One early career colleague has a long-term career goal and an uncompromising plan to get there. He has thought about his skills and interests and how he can differentiate himself in a tight job market. He has a series of steps planned to reach the long-term objective.
I have another friend whose career plans is tightly coupled to a personal plan. Each year is divided into career objectives and personal goals, including allocations of time for travel, renovations, weddings etc. The 5-year plan features kids and high impact publications.
I’ve also been more of a “do what I want, when I want” kind of person. I started my research fellowship recently and for the most part have been relishing the autonomy. However, I was a little surprised that starting on my own grant money was accompanied by a stratospheric spike in stress and activity levels.
This seems to be a common experience. Young academics are intimately aware of the capricious nature of employment in the industry. A stable career is commonly desired, but rarely obtained. Typically, young academics work hard but are also realistic about outcomes and try to keep a range of doors open for as long as possible.
For many, starting a research fellowship is the first tangible signal that an academic career might actually be possible. Instead of settling in to three years of undivided attention on research, many new grantees make a concerted effort to fragment their time in different directions in the aim of looking like an attractive hire.

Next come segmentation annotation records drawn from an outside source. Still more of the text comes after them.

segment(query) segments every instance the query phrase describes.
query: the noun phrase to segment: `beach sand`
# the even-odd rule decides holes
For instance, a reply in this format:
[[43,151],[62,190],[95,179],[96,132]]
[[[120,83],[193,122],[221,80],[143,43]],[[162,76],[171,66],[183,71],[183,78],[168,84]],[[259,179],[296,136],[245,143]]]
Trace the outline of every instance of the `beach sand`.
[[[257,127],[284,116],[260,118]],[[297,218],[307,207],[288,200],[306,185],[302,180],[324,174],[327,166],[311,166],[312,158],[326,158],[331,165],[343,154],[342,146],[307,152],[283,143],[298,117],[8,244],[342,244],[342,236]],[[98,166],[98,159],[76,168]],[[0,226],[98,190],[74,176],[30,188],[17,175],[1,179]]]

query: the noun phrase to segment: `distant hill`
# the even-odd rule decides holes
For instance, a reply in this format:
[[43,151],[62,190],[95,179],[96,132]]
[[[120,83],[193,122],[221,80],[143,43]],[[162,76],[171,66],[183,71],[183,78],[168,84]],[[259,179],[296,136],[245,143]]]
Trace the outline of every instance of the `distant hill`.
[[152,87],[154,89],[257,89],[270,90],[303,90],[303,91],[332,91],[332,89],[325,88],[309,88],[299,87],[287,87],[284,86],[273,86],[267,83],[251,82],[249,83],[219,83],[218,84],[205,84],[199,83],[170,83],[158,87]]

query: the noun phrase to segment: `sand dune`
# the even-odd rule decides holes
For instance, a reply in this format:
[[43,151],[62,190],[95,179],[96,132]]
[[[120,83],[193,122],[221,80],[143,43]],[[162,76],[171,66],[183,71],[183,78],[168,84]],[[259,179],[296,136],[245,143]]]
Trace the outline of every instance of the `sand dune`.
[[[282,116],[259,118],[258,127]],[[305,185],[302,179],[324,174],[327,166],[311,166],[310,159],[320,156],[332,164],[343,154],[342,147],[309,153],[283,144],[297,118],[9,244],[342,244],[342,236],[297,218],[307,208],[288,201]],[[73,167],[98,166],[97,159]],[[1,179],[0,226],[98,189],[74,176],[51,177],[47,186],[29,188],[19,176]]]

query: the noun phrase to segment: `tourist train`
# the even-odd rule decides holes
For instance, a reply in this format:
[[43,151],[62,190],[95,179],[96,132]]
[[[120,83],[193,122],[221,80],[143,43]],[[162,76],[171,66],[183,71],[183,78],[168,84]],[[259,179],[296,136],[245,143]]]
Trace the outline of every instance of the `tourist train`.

I have several young friends who have simultaneously started a grant and recognised significant gaps in experience that they then scramble to fill before their grant money evaporates. Research is then balanced with trying to get some teaching experience, or contribute to a department through service. A successful postdoc application or grant proposal goes hand-in-hand with a “what next?”.
I’m very grateful for the opportunity afforded to me through my fellowship, but have also been following this long-trodden route of scrambling to work out what’s next and where I’m heading. And it seems like it’s finally time to think strategically.
It’s a tight balance to work out how much I should invest in the present in order both to nurture career satisfaction and happiness, and to meet the expectations for my current grant funders. And then how can I balance these demands with working towards future goals?
How much teaching is enough to show that you have the potential to be a good lecturer? How much time spent in service your own department is enough to show you are collegial person who contributes positively? How much do you have to do to show that you are leader in your discipline who doesn’t shy away for service and hard work? How many publications are enough?
It’s risky to invest all your energy in a long-term outcome that is unlikely to eventuate while forgoing short-term enjoyment. But it’s equally thoughtless to invest only in short-term career gains and satisfactions, only to find you have neglected something important.
I’m not sure I’ll ever be a 5-year life and work plan type of person, but it seems like it is about time I thought more deliberately about what I’m doing and why.